Truly a red letter day for Women’s Cricket in India with pay parity announced for women and men. Thank you @BCCI and @JayShah
— Harmanpreet Kaur (@ImHarmanpreet) October 27, 2022
Former India captain Diana Edulji, who played in an era when the game was run by the Women’s Cricket Association of India, said she and her teammates had to pay from their pockets to play for the country, even at a World Cup, and match fees were unheard of.
Edulji, now 66, a former member of the Committee of Administrators, said the pay parity announced by the BCCI was a “Diwali gift” for women cricketers and the reward for their progress on the field.
With the first women’s IPL set to be played in March next year, Edulji said it would encourage more girls to take up the game. “It is a boost, and more girls will come and play domestic cricket, and make a name for themselves. IPL (women’s) is around the corner and everything is readymade for women’s cricket to be a great career in India,” she told The Indian Express.
“The BCCI has taken a big step in recognising women cricketers and women’s cricket,” Edulji said.
Current India captain Harmanpreet Kaur tweeted: “Truly a red-letter day for women’s cricket in India with pay parity announced for women and men”.
This is a historic decision for women’s cricket in India! The pay equity policy along with the WIPL next year, we are ushering into a new era for women’s cricket in India. Thank you @JayShah Sir & the @BCCI for making this happen. Really happy today. https://t.co/xOwWAwsxfz
— Mithali Raj (@M_Raj03) October 27, 2022
Edulji, who played for India from 1976 to 1993, recalled how there was no money in the women’s game then and basic facilities were lacking. “We travelled in unreserved compartments. We could not help it, there was no money. It was only after the BCCI took over women’s cricket in 2006 that things started looking better. I won’t grudge anything. We paid from our pockets also, but we played for passion. Now they (the current team) have to play for passion and pride because they are representing the board and the country, which is very prestigious,” she said.

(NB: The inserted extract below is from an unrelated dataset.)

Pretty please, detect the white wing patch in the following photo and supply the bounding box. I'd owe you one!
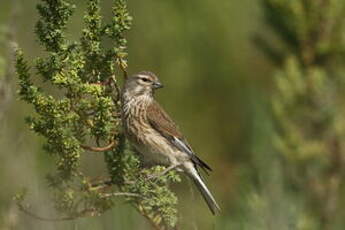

“We didn’t get match fees and we paid to play. When we went to Australia for the World Cup (1982), each girl was asked to pay Rs 10,000 to play for India, which was a lot of money. There were four of us from Maharashtra and we made an appeal to then Chief Minister A R Antulay. We said we did not have the money. He immediately gave us a cheque,” she recalled.
“This is a really positive step for the game and for players in India. Following the recent announcement regarding the women’s IPL, we hope it is yet another step towards gender equity across all areas of the game in India, and in more countries around the world,” Federation of International Cricketers’ Associations (FICA) CEO Tom Moffat said in a text message to The Indian Express.
It was when Edulji was a member of the Committee of Administrators of the BCCI that women cricketers were given one-time benefit payments, pension was paid to those who had played less than 10 Test matches, and the current players got an upgrade in travel and stay facilities – they didn’t have to share rooms in five-star hotels, business class travel became a norm, and daily allowances were raised to match the men’s team.
“With the women’s IPL starting, I think women cricketers can’t ask for anything more. They are just about getting everything they require because they are playing well. It is also time the players also gave back an ICC trophy to the country,” said Edulji.
Over the last few years, the Indian women’s team’s on-field results have shown a remarkable upswing. They almost won the 2017 50-over World Cup in England, going down to the hosts in a cliffhanger. They also reached the 2020 T20 World Cup final and the summit clash of the Birmingham Commonwealth Games earlier this year, losing to Australia on both occasions. They recently won the Asia Cup for the seventh time in eight editions and their first ODI series in England in over two decades.
Edulji said the 2017 World Cup final at Lord’s was the turning point for the game in India.